Harrison Smith at InfoWars reminds us that BuzzFeed, which recently announced it would lay off “15 percent of its staff (with pink slips to go to up to 400 people, according to one insider),” has received nearly half a billion dollars of venture-capital investment since launching in 2006. In April 2013, it was reported that BuzzFeed’s investment was $46 million, which means they’ve attracted about $450 million in new capital over the past six years — despite having never shown a profit!

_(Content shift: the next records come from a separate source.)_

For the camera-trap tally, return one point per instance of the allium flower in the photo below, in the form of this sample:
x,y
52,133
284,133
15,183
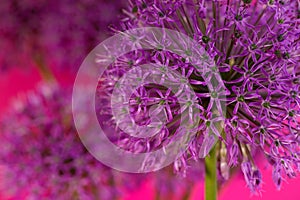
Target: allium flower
x,y
255,45
61,32
44,157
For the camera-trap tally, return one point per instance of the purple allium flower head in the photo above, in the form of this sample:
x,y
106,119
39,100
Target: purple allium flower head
x,y
61,32
255,45
44,157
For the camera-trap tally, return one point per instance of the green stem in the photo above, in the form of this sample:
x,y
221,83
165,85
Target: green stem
x,y
211,175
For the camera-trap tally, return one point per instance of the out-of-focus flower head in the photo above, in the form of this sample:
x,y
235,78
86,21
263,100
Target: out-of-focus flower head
x,y
43,156
255,46
59,32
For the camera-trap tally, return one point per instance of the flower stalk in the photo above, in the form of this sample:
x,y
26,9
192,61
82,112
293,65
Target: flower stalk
x,y
211,186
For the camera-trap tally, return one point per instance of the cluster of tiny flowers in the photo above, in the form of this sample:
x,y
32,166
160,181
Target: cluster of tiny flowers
x,y
61,32
256,50
43,157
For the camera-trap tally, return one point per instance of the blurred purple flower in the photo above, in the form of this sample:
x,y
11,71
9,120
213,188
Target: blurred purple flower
x,y
44,157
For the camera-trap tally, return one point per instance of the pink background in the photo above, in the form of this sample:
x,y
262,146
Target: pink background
x,y
14,83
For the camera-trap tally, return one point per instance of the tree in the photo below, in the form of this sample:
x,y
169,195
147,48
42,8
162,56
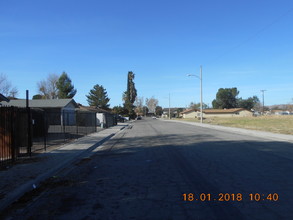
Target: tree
x,y
98,97
145,110
6,88
249,103
226,98
65,87
129,95
48,88
151,104
139,105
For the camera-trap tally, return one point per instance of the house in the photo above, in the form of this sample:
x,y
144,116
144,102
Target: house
x,y
189,113
58,111
232,112
174,112
103,118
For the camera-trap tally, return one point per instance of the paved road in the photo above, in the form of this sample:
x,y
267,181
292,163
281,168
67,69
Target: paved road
x,y
143,173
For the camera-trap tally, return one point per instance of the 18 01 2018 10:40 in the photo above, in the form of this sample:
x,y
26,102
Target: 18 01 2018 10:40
x,y
225,197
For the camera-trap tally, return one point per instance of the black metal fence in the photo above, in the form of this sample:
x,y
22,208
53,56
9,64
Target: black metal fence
x,y
14,134
24,131
55,127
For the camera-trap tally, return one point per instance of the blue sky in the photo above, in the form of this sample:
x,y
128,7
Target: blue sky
x,y
244,44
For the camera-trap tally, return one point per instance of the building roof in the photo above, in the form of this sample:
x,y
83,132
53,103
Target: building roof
x,y
41,103
93,109
223,111
189,110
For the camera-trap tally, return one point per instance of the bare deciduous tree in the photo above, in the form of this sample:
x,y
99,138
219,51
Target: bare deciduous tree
x,y
139,105
151,104
6,88
48,88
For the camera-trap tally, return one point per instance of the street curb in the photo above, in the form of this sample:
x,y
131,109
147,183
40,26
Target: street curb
x,y
255,133
20,191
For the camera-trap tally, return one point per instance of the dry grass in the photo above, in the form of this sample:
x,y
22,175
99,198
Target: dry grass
x,y
278,124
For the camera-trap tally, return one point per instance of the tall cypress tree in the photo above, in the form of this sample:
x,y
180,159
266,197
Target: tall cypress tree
x,y
65,87
129,95
98,97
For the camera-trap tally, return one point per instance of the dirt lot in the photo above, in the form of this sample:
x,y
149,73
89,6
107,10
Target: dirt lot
x,y
282,124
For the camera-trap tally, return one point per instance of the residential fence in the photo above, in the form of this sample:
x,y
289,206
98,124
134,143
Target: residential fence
x,y
24,131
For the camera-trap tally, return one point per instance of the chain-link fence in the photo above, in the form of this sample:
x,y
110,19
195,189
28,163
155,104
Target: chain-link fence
x,y
28,130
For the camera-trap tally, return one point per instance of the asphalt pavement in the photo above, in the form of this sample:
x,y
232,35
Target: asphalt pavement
x,y
168,170
28,174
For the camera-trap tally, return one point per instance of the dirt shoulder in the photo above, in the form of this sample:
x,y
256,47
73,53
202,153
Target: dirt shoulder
x,y
277,124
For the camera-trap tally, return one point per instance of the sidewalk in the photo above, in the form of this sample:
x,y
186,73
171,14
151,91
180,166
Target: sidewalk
x,y
26,176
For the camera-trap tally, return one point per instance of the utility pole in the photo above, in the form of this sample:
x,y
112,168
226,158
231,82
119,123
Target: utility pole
x,y
263,100
201,94
169,108
200,78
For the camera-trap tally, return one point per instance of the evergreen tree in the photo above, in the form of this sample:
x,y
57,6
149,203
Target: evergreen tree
x,y
98,97
65,88
129,95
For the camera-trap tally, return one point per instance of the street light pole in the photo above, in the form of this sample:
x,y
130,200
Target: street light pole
x,y
200,78
263,101
201,94
169,108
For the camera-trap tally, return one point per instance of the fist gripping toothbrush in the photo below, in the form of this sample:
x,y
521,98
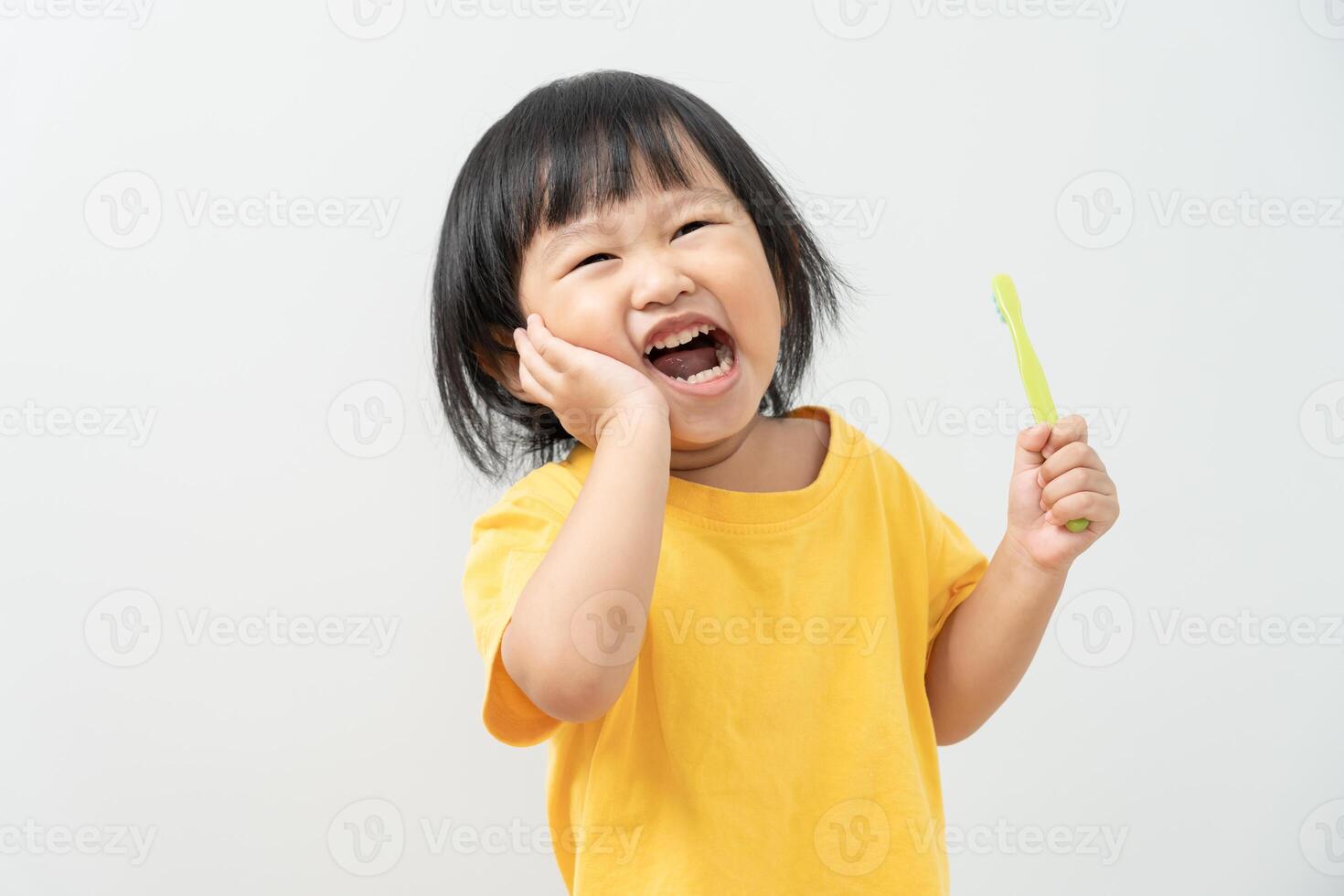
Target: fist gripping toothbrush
x,y
1032,378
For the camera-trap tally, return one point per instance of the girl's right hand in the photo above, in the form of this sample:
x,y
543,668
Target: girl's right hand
x,y
588,391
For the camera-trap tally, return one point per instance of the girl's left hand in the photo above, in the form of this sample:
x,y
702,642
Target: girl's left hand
x,y
1058,477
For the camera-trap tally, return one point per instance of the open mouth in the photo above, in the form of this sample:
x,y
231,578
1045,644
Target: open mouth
x,y
706,355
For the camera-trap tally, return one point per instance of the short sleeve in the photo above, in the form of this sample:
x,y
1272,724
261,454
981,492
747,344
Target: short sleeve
x,y
508,543
955,566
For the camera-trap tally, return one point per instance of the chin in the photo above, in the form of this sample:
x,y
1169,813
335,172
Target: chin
x,y
702,427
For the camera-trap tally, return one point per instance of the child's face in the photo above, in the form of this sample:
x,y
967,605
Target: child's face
x,y
609,288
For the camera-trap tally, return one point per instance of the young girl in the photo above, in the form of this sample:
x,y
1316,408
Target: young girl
x,y
741,624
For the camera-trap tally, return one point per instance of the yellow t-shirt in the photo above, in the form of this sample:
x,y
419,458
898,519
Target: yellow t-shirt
x,y
774,735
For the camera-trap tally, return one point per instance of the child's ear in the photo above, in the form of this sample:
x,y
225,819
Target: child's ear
x,y
502,363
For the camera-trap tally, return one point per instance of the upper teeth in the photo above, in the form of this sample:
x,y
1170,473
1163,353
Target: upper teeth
x,y
680,338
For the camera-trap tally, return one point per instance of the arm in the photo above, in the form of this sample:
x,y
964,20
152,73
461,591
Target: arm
x,y
600,569
987,644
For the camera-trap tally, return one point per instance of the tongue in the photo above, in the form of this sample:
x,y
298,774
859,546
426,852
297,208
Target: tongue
x,y
686,361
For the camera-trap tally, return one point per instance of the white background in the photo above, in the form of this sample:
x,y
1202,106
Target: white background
x,y
292,458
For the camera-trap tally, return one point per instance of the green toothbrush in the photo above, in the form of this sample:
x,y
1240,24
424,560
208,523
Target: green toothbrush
x,y
1032,378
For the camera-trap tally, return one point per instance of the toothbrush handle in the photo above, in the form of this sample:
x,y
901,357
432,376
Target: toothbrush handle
x,y
1072,526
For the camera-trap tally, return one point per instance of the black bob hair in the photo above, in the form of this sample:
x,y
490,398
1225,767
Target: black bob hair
x,y
566,149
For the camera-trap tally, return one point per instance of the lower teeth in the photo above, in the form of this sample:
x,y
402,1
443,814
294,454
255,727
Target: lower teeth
x,y
714,372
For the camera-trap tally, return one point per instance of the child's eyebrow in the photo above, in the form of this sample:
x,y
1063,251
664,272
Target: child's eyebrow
x,y
675,200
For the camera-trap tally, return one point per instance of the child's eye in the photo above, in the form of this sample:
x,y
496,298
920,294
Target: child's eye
x,y
702,223
598,257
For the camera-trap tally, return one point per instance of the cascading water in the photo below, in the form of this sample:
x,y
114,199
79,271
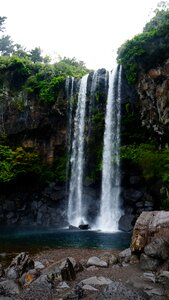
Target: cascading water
x,y
75,207
110,211
69,93
69,86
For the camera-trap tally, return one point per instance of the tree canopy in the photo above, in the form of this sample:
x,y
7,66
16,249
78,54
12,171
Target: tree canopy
x,y
148,49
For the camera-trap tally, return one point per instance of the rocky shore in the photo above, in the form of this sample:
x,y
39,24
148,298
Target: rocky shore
x,y
138,273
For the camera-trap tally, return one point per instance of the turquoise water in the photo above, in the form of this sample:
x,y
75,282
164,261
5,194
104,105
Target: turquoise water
x,y
33,240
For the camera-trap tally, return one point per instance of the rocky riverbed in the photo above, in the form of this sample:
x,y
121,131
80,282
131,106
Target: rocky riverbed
x,y
80,274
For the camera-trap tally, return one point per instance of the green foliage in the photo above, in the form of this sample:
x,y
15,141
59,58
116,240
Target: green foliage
x,y
6,45
148,49
6,172
24,162
35,55
2,20
154,163
16,162
49,89
70,67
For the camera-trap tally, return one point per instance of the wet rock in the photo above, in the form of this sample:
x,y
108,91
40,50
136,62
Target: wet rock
x,y
84,226
158,248
20,264
28,277
163,277
117,290
92,268
2,272
148,264
71,227
96,281
67,271
148,227
135,180
132,195
89,288
150,276
38,265
10,287
126,222
97,262
63,285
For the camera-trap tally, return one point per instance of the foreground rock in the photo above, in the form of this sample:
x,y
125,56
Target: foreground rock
x,y
148,227
70,279
151,241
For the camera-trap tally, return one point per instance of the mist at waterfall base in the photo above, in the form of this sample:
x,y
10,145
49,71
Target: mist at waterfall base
x,y
110,211
14,240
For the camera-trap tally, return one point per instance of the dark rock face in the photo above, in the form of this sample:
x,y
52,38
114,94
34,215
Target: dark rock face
x,y
148,264
126,222
151,240
42,208
158,249
153,94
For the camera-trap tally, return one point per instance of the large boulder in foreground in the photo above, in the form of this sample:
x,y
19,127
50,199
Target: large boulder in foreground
x,y
148,227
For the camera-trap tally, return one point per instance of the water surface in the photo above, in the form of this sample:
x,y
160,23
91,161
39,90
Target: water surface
x,y
33,240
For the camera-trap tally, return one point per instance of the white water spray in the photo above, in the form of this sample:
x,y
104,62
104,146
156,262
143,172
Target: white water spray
x,y
75,208
110,211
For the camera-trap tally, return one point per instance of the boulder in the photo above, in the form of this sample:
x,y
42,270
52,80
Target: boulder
x,y
148,264
67,271
9,287
84,226
132,195
148,227
19,265
97,262
126,222
158,248
163,277
95,281
125,255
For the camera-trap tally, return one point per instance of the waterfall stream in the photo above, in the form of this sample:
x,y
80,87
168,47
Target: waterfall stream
x,y
110,211
75,207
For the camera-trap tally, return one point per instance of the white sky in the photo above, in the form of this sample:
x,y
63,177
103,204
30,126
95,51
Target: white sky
x,y
90,30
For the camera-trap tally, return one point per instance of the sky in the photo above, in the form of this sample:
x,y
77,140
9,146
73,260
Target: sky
x,y
90,30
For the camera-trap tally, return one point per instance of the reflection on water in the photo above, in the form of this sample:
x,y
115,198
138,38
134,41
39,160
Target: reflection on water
x,y
33,240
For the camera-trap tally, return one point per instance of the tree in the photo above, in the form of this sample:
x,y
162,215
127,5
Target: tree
x,y
35,55
6,45
20,51
2,20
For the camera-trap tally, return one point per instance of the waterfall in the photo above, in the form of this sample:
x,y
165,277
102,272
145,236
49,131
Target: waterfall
x,y
69,87
110,212
75,207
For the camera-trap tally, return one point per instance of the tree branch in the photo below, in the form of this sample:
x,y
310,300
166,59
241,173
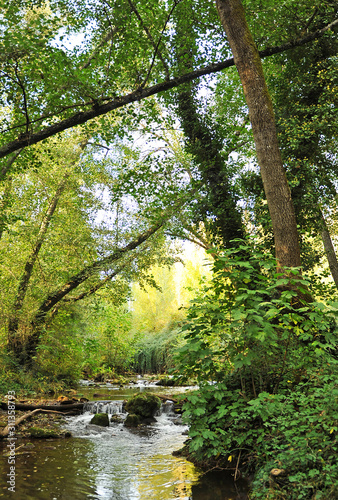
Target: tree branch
x,y
119,102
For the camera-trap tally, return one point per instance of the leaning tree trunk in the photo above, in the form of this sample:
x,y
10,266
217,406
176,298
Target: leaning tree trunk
x,y
13,324
329,250
277,191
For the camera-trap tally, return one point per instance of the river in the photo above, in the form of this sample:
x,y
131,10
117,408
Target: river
x,y
115,463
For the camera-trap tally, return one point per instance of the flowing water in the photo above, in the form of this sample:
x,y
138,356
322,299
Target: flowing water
x,y
115,463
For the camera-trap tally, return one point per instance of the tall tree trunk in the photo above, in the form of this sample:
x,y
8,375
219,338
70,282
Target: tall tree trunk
x,y
329,250
28,351
13,323
4,205
277,191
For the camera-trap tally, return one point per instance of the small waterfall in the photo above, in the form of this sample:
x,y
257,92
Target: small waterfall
x,y
110,407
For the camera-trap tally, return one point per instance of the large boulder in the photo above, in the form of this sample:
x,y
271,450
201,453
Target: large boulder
x,y
101,419
145,405
132,420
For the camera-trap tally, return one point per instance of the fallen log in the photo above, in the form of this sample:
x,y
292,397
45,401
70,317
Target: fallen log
x,y
53,407
4,433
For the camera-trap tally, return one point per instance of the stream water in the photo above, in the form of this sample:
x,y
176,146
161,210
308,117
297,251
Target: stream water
x,y
115,463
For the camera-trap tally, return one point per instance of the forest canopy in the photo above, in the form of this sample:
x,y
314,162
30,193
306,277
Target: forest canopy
x,y
131,130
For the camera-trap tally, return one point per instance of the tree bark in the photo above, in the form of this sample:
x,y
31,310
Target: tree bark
x,y
329,250
78,118
277,191
217,209
29,266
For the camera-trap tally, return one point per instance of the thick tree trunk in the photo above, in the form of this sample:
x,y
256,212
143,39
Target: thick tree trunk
x,y
262,119
329,250
29,266
25,353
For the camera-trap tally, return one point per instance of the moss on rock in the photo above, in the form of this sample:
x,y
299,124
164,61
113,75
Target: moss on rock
x,y
101,419
145,405
38,433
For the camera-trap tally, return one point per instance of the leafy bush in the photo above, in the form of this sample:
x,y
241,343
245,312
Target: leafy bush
x,y
155,353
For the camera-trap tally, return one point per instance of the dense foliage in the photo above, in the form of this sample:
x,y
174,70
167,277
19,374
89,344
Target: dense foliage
x,y
125,129
267,369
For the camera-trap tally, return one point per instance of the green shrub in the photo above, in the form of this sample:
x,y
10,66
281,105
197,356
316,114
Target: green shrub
x,y
265,360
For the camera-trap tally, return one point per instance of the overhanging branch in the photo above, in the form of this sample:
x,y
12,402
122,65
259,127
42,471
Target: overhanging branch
x,y
140,94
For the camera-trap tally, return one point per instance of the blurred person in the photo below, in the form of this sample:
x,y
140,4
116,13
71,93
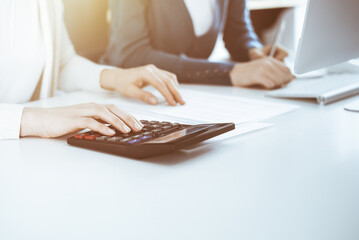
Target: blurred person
x,y
180,35
37,58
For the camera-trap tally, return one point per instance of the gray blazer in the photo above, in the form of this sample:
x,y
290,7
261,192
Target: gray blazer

BuzzFeed has been burning through cash at a rate of $75 million a year and you might think that at some point their investors would become impatient waiting for this operation to show some prospect of making a return on their investment. But it’s the same kind of digital Ponzi scheme where Arianna Huffington spent years losing money with HuffPo before selling it to AOL, which sold out to Yahoo, that got bought up by Verizon. As long as there is a possibility that BuzzFeed could be sold to a giant conglomerate — Viacom or Disney or whatever — the company’s value is whatever it might fetch in such a sale, and if BuzzFeed could be sold for a price above the roughly $500 million in capital that’s been pumped into it over the years, then that investment would not be lost. However, “if” is the crucial word here, and “if” becomes a question: “When?”

Even after laying off 400 people, there seems to be little prospect that BuzzFeed can ever reach profitability as a stand-alone, and where are they going to find a sucker to buy such a money-dump? Recall that Yahoo CEO Marissa Mayer paid $1.1 billion for Tumblr in 2013, but within three years, was forced to admit Tumblr was worthless. Then Yahoo was sold to Verizon for $4.5 billion, with Mayer getting a $23 million “golden parachute” to resign. Suckers like Mayer are starting to become harder to find, however, as investors are less easily deceived by Internet boondoggles than they were just a few years ago. Sooner or later, the millennial clickbait bubble will collapse, and if BuzzFeed doesn’t sell out soon, they may have trouble finding a buyer.